This thread has been locked.

If you have a related question, please click the "Ask a related question" button in the top right corner. The newly created question will be automatically linked to this question.

C6670 PCIe RC does not receive 256B writes from EP

Other Parts Discussed in Thread: 66AK2E05

Hello!

I am working on PCIe link between C6670 DSP and FPGA. In my FPGA design I have busmastering DMA engine. It is capable of making writes to DSP. As I know, the DSP can handle inbound TLPs with 256B of payload and outbound TLPs with 128B of payload.

I have tried to transmit 128B TLP from FPGA to DSP and it does arrive successfully to destination buffer. However, if I send 256B TLP, it does not appear in destination buffer at all.

PCIe destination address is 0x90000000, translated to memory buffer. I see the TLP appearing on transaction interface of FPGA PCIe block, and its values seems to be legit. Anyone can confirm 256B TLP reception on C6670?

Please suggest, is there any way to debug, why that packet was not received?

Another point is configuration of PCIe SS. I am reading DEVICE_CAP and DEV_STAT_CTRL registers.

The former, DEVICE_CAP at 0x21801074 reads as 0x00008001. Its bits [2:1] define MAX_PAYLD_SZ and there is value of 1. This value corresponds to maximum supported payload size of 256B according to PCIe spec.

Next, DEV_STAT_CTRL register at 0x21801078 reads as 0x0000281F. Bits [7:5] define max payload and that is 1 again, corresponding to 256B. However, bits[14:12] have value of 2 and they define max read request size to be 512B.Isn't there a contradiction?

Thanks in advance.

 



  • Hi,

    C66x PCIe has the capability to support 128 bytes payload size in max for outbound transfer and 256 bytes payload size in max for inbound transfer.

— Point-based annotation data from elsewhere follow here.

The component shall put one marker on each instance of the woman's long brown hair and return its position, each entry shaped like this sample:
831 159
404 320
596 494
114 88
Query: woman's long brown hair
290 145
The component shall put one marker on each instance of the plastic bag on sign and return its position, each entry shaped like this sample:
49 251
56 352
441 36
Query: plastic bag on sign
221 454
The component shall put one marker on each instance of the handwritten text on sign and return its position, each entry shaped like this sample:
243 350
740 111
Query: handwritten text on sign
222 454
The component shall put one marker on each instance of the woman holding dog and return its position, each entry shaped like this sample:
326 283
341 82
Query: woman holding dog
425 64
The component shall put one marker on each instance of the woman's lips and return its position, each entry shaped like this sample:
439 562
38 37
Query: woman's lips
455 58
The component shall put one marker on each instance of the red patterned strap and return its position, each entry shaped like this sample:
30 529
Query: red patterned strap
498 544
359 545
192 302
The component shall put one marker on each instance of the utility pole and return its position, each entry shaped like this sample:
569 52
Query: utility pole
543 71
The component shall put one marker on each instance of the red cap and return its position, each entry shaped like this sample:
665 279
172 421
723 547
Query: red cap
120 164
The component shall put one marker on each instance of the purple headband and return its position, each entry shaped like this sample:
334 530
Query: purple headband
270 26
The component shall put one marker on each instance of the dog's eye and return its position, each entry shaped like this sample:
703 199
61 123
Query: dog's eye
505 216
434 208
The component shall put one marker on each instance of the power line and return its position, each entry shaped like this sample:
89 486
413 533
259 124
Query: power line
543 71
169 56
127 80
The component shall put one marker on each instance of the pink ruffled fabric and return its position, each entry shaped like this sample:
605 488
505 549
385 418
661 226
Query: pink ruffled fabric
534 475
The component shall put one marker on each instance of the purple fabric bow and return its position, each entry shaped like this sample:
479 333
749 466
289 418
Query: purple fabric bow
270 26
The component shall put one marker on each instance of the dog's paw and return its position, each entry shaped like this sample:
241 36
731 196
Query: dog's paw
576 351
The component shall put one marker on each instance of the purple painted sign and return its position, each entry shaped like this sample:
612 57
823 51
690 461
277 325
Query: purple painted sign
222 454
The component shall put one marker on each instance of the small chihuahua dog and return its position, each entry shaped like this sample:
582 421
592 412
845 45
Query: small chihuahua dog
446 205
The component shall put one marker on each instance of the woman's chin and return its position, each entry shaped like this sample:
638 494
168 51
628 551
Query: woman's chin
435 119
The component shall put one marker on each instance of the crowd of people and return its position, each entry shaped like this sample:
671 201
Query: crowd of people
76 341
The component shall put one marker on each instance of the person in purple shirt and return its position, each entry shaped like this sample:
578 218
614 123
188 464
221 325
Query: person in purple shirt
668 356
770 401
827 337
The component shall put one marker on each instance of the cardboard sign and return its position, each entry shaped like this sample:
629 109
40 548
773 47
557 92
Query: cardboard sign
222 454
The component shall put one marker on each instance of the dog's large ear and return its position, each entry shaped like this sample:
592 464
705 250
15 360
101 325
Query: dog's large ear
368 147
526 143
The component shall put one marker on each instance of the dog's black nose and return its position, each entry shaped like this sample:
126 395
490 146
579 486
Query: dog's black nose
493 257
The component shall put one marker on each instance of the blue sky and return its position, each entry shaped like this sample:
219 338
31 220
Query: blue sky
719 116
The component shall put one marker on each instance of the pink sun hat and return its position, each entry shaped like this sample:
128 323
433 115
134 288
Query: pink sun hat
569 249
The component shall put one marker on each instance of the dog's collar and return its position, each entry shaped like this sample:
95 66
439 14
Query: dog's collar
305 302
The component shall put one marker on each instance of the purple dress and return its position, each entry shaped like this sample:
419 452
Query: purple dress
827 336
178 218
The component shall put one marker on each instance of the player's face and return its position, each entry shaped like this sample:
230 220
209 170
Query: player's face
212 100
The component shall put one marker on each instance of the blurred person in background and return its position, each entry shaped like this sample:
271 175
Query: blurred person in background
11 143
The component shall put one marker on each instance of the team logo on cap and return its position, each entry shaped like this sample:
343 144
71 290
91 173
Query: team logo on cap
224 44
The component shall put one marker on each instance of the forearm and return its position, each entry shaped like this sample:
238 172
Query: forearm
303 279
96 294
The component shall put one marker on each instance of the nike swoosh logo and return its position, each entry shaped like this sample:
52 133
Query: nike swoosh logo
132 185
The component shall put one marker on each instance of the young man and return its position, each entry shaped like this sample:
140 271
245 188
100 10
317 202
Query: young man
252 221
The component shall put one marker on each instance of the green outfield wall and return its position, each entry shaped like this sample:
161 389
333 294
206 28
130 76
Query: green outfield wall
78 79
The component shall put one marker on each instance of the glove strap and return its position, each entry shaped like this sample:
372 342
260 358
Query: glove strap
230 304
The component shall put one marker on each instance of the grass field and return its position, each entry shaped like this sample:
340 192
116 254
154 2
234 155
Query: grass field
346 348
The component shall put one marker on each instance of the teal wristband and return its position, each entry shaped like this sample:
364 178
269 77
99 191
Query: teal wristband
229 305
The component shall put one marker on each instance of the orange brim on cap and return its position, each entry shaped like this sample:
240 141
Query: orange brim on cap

    Have you using EDMA for PCIe transfer? The EDMA in C66x supports the maximum 128-byte Data Burst Size (for specific transfer queue), which means the RC could write or read 128 bytes in maximum to/from EP.

    Thanks,
  • Hello,

    I am making transfers with DMA engine on FPGA side. It has bus master capability as well. Right now I cannot use EDMA of DSP because there is no matching hardware on the other side. Would appreciate a hint how to debug.

    And another point, could you please comment on values of DEV_STAT_CTRL register?

  • Hi,

    the DEV_STAT_CTRL register value of 0x0000281F corresponds to a value of 0 in Bits [7:5] (128 Bytes), doesn't it?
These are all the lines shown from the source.